The Nusa Penida dialect is also used outside Nusa Penida, mainly due to the migration of its speakers following the eruption of Mount Agung in 1963 as well as the transmigration program enacted by the Indonesian government. Significant speakers relocated to southern Sumatra, particularly to Bandar Lampung, Palembang, Mesuji, and South Lampung.

== Phonology ==
This dialect is often classified as a sub-dialect of another variant within the Balinese language, namely the Bali Aga language. However, there is a notable difference between the two dialects, namely the loss or reduction of the phoneme /a/ at the end of words. This classification arises because the Nusa Penida dialect shares linguistic features with the Aga dialect, described as follows:
- The distribution of the phoneme /h/ at the beginning and middle of words;
- The presence of the endings /-ñə/ and /-cə/, which are allophonic morphemes of the ending /-ə/;
- The speakers' intonation tends to have a faster tempo and stronger stress;
- Vocabulary in the Nusa Penida dialect resembles that of the Aga dialect and its other sub-dialects.

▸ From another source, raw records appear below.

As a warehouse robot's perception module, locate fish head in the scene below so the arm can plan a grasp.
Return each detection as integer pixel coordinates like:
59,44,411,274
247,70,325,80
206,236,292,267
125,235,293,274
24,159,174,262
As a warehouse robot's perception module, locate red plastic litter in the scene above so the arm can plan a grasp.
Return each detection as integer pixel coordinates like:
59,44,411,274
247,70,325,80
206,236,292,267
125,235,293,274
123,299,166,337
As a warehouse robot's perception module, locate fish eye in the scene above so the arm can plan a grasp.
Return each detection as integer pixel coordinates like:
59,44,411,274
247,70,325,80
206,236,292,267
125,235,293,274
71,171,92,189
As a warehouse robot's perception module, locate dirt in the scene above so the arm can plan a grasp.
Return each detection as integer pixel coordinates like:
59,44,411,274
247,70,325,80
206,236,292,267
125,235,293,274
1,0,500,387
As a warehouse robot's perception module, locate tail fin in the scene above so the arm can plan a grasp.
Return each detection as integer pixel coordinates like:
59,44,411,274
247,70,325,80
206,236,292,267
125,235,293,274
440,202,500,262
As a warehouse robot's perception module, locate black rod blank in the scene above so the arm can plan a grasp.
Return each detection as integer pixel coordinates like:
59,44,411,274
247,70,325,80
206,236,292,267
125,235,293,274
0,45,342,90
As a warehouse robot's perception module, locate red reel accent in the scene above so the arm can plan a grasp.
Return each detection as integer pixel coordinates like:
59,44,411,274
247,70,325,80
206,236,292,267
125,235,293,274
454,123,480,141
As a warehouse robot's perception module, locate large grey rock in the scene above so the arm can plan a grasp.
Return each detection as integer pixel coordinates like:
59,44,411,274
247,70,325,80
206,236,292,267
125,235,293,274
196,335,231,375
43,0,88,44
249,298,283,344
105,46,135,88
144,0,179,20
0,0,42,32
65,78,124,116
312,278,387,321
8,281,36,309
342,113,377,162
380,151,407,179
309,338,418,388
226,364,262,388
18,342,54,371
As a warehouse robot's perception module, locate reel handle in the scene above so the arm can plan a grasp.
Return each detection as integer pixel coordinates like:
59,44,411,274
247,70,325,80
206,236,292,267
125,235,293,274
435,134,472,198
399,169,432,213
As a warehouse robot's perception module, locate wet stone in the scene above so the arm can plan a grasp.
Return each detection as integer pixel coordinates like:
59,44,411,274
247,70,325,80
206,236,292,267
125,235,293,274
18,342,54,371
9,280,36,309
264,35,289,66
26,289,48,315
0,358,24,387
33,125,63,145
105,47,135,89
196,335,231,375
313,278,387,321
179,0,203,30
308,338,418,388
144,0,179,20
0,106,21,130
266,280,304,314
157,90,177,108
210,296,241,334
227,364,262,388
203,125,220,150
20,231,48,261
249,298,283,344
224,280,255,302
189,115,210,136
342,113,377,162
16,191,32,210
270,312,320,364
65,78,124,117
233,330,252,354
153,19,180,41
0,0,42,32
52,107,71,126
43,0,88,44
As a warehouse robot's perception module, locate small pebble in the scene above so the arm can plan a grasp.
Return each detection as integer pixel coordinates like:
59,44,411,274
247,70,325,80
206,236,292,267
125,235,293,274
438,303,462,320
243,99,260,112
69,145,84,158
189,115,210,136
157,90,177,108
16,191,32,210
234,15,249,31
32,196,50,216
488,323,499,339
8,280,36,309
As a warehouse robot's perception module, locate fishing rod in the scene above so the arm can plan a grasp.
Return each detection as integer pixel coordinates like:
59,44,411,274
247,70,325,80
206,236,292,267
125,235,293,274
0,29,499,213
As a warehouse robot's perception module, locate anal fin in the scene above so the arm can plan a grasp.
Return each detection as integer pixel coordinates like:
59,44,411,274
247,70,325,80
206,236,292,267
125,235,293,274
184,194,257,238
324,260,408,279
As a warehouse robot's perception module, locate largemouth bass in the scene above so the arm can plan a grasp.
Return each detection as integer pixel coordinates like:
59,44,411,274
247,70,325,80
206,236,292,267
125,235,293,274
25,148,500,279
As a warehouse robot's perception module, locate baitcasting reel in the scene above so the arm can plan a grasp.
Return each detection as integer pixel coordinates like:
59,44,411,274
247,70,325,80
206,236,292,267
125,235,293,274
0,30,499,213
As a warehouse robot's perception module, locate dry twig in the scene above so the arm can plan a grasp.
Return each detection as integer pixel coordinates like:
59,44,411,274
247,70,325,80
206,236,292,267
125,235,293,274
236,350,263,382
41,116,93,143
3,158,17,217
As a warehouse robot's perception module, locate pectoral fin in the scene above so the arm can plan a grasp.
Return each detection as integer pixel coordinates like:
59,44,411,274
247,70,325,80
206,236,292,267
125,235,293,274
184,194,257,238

The characteristics described above also demonstrate that both the Bali Aga dialect and the Nusa Penida dialect retain features of Old Javanese that have been lost in modern Javanese and mainland Balinese.

== Vocabulary ==
Below is a comparison of several vocabulary words in the Nusa Penida dialect and standard Balinese:

| Nusa Penida Balinese | Standard Balinese | Indonesian | English |
|---|---|---|---|
| kola, kela | cang, tiang | aku | I |
| jaba | dija, ija | dimana | where |
| éda, ida | awaké, cai, ci | kamu | you |
| lepéh | kenyel | lelah | tired |
| homah | umah | rumah | house |
| géléng | cenik | kecil | small |
| hoba | suba, ba | sudah | done |
| hangken | kénkén | kenapa | why |
| honya | onya | semua | all |
| behas | baas | beras | rice |
| behat | baat | berat | heavy |
| endék | tusing, sing | tidak | no |
| layah | seduk, layah | lapar | hungry |
| toya, yéh | yéh, toya | air | water |
| dəpinñə | dəpin | biarkan | let it be |
| pohun | puwun | terbakar | burned |
| paloh | aluh | mudah | easy |
| japan | binjepan, binjep | nanti | later |
| taloh | taluh | telur | egg |
| abian, kamol | abian | kebun | garden |
| beneh | beneh | benar | correct |
| mekrocokan | mecanda | bercanda | joking |
| hang | anak, nak | orang | people |
| hobat | ubat | obat | medicine |
| poles | pules | tidur | sleep |

In standard Balinese, the initial letter [u] is commonly used, whereas in the Nusa Penida dialect, [u] is replaced and pronounced as [o]. Additionally, the letters [o] and [h] are more frequently used at the beginning of words, such as in homah, honya, hoba, hobat, and poles.